ON CHERBOURG PENINSULA: All the American soldiers here are impressed by the
loveliness of the Normandy countryside. Except for swampy places it is almost a
dreamland of beauty. Everything is' so green and rich and natural looking.
There are no fences as such. All the little fields are bordered either by high
trees or by earthen ridges built up about waist-high and now after many centuries
completely covered with grass, shrubbery, ferns and flowers.
Normandy differs from the English landscape mainly in that rural England is
fastidiously trimmed and cropped like a Venetian garden, while in Normandy the
grass needs cutting and the hedgerows are wild and everything is less of neatness
and more of the way nature makes it.
The main roads in Normandy are macadam and the side roads gravel. The roads are
winding, narrow, and difficult for heavy military traffic. In many places we've
made roads one-way for miles at a sketch.

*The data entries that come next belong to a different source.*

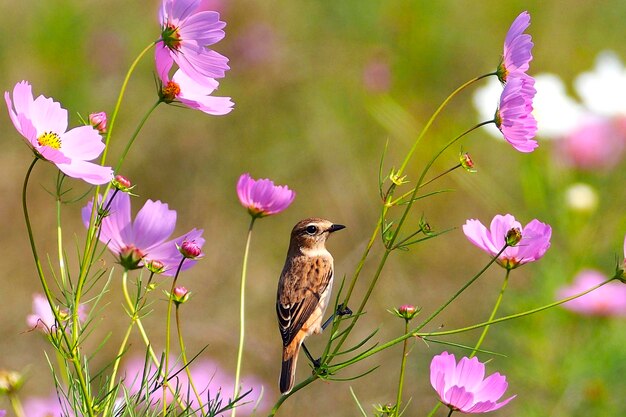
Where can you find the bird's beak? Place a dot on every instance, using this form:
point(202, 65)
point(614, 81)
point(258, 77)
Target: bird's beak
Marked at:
point(336, 227)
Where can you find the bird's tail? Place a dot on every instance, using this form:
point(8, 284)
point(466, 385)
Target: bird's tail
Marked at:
point(288, 369)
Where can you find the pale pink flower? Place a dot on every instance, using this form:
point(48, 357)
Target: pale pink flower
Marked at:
point(188, 91)
point(42, 317)
point(608, 300)
point(145, 239)
point(263, 198)
point(186, 31)
point(208, 377)
point(514, 115)
point(43, 123)
point(517, 49)
point(535, 239)
point(463, 387)
point(597, 143)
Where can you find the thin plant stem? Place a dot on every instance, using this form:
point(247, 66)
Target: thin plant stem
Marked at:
point(16, 404)
point(492, 315)
point(60, 231)
point(72, 349)
point(434, 116)
point(242, 310)
point(168, 326)
point(122, 349)
point(185, 361)
point(402, 369)
point(135, 134)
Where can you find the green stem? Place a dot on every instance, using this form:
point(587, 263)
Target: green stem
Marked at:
point(186, 362)
point(16, 404)
point(118, 104)
point(72, 349)
point(120, 352)
point(416, 333)
point(242, 309)
point(493, 314)
point(402, 369)
point(434, 116)
point(168, 326)
point(134, 136)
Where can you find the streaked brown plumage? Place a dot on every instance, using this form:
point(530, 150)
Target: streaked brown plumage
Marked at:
point(303, 290)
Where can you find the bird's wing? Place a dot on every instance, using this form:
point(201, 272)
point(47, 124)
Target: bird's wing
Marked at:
point(302, 283)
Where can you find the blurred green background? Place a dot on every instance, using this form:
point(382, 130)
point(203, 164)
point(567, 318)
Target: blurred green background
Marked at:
point(319, 88)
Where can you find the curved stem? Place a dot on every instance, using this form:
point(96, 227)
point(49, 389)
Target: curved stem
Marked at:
point(242, 310)
point(434, 116)
point(72, 348)
point(186, 362)
point(493, 314)
point(120, 352)
point(135, 134)
point(168, 325)
point(118, 104)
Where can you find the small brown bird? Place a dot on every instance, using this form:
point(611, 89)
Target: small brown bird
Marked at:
point(303, 290)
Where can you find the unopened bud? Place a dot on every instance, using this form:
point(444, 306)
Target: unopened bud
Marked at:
point(155, 266)
point(466, 162)
point(122, 183)
point(513, 236)
point(190, 249)
point(180, 295)
point(10, 381)
point(99, 121)
point(130, 257)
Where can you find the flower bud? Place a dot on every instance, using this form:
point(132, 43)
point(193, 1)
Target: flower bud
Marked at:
point(466, 162)
point(513, 236)
point(180, 295)
point(155, 266)
point(98, 121)
point(407, 311)
point(190, 249)
point(130, 257)
point(122, 183)
point(10, 381)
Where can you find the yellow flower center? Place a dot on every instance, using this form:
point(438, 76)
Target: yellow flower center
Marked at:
point(170, 91)
point(50, 139)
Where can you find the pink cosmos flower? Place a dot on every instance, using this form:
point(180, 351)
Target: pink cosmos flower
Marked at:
point(517, 49)
point(608, 300)
point(43, 123)
point(463, 387)
point(514, 115)
point(263, 198)
point(208, 378)
point(188, 91)
point(42, 317)
point(534, 242)
point(186, 31)
point(145, 239)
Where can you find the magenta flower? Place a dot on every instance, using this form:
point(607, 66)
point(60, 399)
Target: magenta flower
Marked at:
point(263, 198)
point(534, 242)
point(608, 300)
point(146, 239)
point(463, 387)
point(43, 123)
point(514, 115)
point(517, 49)
point(188, 91)
point(186, 31)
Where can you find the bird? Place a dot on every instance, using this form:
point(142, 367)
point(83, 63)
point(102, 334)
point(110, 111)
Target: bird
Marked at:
point(304, 290)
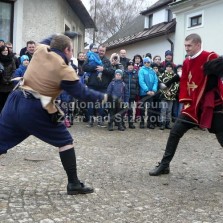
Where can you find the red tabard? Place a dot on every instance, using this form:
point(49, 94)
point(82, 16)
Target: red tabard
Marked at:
point(193, 82)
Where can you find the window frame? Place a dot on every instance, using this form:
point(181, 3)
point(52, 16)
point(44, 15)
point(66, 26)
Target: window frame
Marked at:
point(196, 16)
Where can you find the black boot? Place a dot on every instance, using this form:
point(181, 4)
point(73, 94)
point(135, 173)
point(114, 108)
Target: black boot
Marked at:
point(68, 160)
point(163, 167)
point(110, 126)
point(159, 169)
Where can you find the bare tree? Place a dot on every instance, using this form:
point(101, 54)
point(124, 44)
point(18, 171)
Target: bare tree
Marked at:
point(111, 16)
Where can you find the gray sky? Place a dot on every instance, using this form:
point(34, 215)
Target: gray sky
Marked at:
point(87, 3)
point(87, 6)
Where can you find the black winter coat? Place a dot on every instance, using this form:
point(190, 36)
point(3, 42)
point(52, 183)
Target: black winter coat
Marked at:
point(107, 75)
point(132, 82)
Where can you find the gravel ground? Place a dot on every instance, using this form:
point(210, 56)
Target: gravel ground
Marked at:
point(116, 164)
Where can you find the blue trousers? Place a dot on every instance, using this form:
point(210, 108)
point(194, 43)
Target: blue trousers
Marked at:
point(22, 117)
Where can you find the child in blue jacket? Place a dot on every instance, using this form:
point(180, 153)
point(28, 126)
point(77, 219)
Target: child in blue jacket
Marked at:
point(93, 60)
point(148, 83)
point(118, 89)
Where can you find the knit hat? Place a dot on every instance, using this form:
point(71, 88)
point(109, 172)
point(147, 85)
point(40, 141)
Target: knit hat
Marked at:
point(149, 55)
point(178, 66)
point(119, 71)
point(130, 63)
point(146, 60)
point(168, 52)
point(93, 46)
point(168, 64)
point(24, 57)
point(154, 65)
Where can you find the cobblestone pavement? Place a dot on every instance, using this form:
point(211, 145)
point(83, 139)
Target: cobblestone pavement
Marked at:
point(116, 164)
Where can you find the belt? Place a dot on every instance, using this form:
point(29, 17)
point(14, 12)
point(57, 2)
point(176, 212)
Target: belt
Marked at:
point(26, 94)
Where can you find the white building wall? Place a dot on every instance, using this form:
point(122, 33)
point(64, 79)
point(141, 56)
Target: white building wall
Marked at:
point(155, 46)
point(160, 16)
point(35, 20)
point(210, 32)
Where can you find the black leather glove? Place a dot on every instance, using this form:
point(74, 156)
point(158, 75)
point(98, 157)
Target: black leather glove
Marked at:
point(214, 67)
point(70, 34)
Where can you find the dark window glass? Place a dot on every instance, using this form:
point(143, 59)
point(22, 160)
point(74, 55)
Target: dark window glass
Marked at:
point(196, 21)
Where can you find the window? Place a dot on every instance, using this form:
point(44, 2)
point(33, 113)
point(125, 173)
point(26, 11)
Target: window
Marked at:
point(195, 20)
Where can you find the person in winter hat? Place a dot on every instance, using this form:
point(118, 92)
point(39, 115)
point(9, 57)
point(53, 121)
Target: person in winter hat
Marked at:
point(168, 58)
point(93, 59)
point(22, 68)
point(149, 55)
point(168, 96)
point(118, 89)
point(130, 77)
point(148, 83)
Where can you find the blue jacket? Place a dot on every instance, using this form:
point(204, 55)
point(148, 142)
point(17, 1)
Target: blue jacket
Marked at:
point(119, 89)
point(132, 82)
point(148, 80)
point(19, 72)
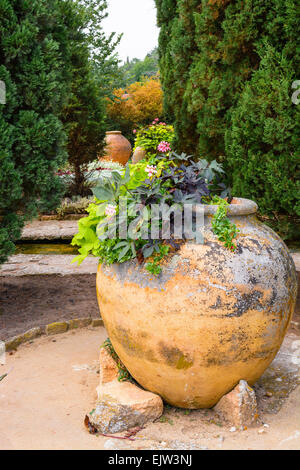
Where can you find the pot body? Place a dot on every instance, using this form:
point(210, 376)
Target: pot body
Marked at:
point(211, 318)
point(118, 148)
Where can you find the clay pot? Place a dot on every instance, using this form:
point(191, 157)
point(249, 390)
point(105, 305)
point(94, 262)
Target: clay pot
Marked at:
point(118, 148)
point(211, 318)
point(138, 155)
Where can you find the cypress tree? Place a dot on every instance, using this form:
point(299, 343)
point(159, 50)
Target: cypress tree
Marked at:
point(33, 44)
point(227, 50)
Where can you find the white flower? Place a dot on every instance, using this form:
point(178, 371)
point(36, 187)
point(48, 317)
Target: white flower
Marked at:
point(110, 210)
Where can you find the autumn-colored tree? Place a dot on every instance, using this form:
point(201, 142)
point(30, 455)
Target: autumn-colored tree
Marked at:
point(136, 106)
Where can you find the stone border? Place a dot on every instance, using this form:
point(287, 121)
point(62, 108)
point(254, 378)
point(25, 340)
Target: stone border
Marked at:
point(51, 329)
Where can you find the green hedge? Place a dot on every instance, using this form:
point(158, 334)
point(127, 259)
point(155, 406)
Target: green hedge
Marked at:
point(227, 70)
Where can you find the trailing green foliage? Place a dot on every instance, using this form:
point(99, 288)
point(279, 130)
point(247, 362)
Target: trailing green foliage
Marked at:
point(225, 230)
point(35, 67)
point(227, 70)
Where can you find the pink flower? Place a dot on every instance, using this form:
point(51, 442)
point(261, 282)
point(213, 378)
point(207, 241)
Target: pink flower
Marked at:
point(151, 170)
point(110, 210)
point(164, 147)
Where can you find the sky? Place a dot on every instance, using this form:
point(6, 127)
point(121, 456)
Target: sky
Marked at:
point(137, 20)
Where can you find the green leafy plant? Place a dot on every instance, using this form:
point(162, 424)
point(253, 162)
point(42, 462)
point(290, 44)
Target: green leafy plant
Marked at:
point(177, 180)
point(225, 230)
point(123, 374)
point(150, 137)
point(154, 266)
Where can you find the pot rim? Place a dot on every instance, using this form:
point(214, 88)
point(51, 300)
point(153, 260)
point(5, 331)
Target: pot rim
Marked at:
point(238, 206)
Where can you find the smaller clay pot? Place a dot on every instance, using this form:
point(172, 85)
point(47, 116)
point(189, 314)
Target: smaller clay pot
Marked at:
point(118, 148)
point(139, 154)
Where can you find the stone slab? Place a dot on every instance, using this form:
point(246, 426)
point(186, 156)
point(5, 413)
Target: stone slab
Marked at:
point(50, 230)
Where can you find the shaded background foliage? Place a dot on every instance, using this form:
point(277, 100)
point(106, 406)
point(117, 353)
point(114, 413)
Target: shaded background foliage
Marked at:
point(227, 69)
point(54, 59)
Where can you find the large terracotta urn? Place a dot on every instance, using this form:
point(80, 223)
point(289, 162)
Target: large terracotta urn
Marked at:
point(212, 318)
point(118, 148)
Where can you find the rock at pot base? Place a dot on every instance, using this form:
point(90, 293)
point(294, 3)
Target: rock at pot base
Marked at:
point(121, 405)
point(239, 407)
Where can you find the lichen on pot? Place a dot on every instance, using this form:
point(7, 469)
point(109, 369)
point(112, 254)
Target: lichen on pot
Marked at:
point(212, 318)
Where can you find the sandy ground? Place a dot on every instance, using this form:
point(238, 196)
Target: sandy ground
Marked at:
point(51, 386)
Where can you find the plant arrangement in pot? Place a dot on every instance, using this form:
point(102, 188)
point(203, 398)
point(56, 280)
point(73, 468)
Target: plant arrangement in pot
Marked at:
point(189, 315)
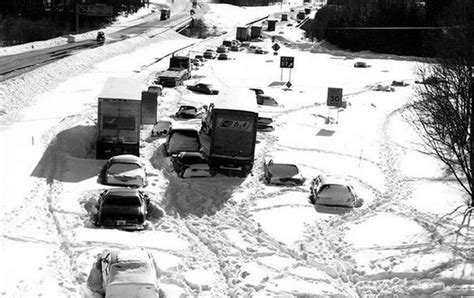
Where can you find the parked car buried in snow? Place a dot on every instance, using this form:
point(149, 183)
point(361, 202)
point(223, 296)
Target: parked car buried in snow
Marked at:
point(203, 88)
point(122, 208)
point(266, 100)
point(124, 170)
point(161, 128)
point(223, 56)
point(360, 64)
point(209, 54)
point(124, 274)
point(333, 191)
point(281, 172)
point(191, 164)
point(385, 88)
point(186, 111)
point(182, 138)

THE AVERAGE AMERICAN finds the climate of Normandy abominable, even in June. We
have about one nice day for three bad days. On nice days the sky is clear blue
and the sun is out and everything seems wonderful except that there is still a
hidden chill in the air, and even in your tent or under a shade tree you are
cold.
On the bad days the whole universe is dark and you need lights in your tent at
noontime and it drizzles or sprinkles and often a cold wind blows and your bones
and your heart, too, are miserable.
Most everybody has on his long underwear. I wear four sweaters in addition to my
regular uniform. Overcoats were taken away from our troops before we left
England, and there are a lot of our boys not too warmly clad.
There is a constant dampness in the air. At night you jut your clothes under your
bedroll or they're wet in the morning. All this dampness makes for ruddy cheeks
and green grass. But ruddy cheeks are for girls and green grass for cows, and
personally I find the ordinary American is happiest when he's good and stinking
hot.
IT IS THE CUSTOM throughout our Army, as you doubtless know, for soldiers to
paint names on their vehicles. They have names on airplanes, tanks, jeeps,
trucks, guns and practically everything that moves.
Sometimes they have girls' names and often they are trick names such as "Sad
Sack," or "Invasion Blues," or "Hitler's Menace."
Well, the boys have already started painting French names on their vehicles. I
saw a jeep named "Bientot," which means "soon," and a motorcycle named "Char de
Mort," which means "chariot of death."
Pretty soon we will be seeing jeeps named "Yvonne" and "Ma Petite Cherie."
THE NAMES OF A LOT of the French towns in our area are tongue-twisters for our
troops, so the towns quickly become known by some unanimous application of
Americanese. For instance, Bricquebec is often called "Bricabrac." And Isigny was
first known as "Insignia," but has now evolved into "Easy Knee," which is -
closer to the French pronunciation.
I heard a funny story of one of our young fighter pilots who had to bail out one
day recently, high over the English Channel.
It seems the pilots carry a small bottle of brandy in their first-aid kits, for
use if they are in the water a long time or have been hurt in landing.
Well, this young pilot, once he was safely out of his plane and floating down,
figured he might as well drink his before he hit the water. So he fished it out
of his pocket and drained her down while still many thousands of feet in the air.
At high altitudes liquor hits you harder than at sea level. Furthermore, this kid
wasn't accustomed to drinking. The combination of the two had him tighter than a
goat by the time he floated down into the Channel.
A DESTROYER had spotted him coming down, and it fished him out almost as soon as
he hit the water. Even the cold plunge didn't sober him up. He was giddy and
staggering around and they couldn't keep him in one spot long enough to dry him
off.
The captain of the destroyer sensed what had happened, and being afraid the kid
would take cold wandering around the deck, he came up and said with affected
harshness:
"What the hell are you doing here ? Get below where you belong."
Whereupon the wet young lieutenant drew- himself up in indignation and, with all
the thick-tongued haughtiness of a plastered guest who's been insulted by his
host, replied:
"I assure you I don't propose to remain where I'm not wanted."
And forthwith he jumped overboard. The destroyer had to rescue him again.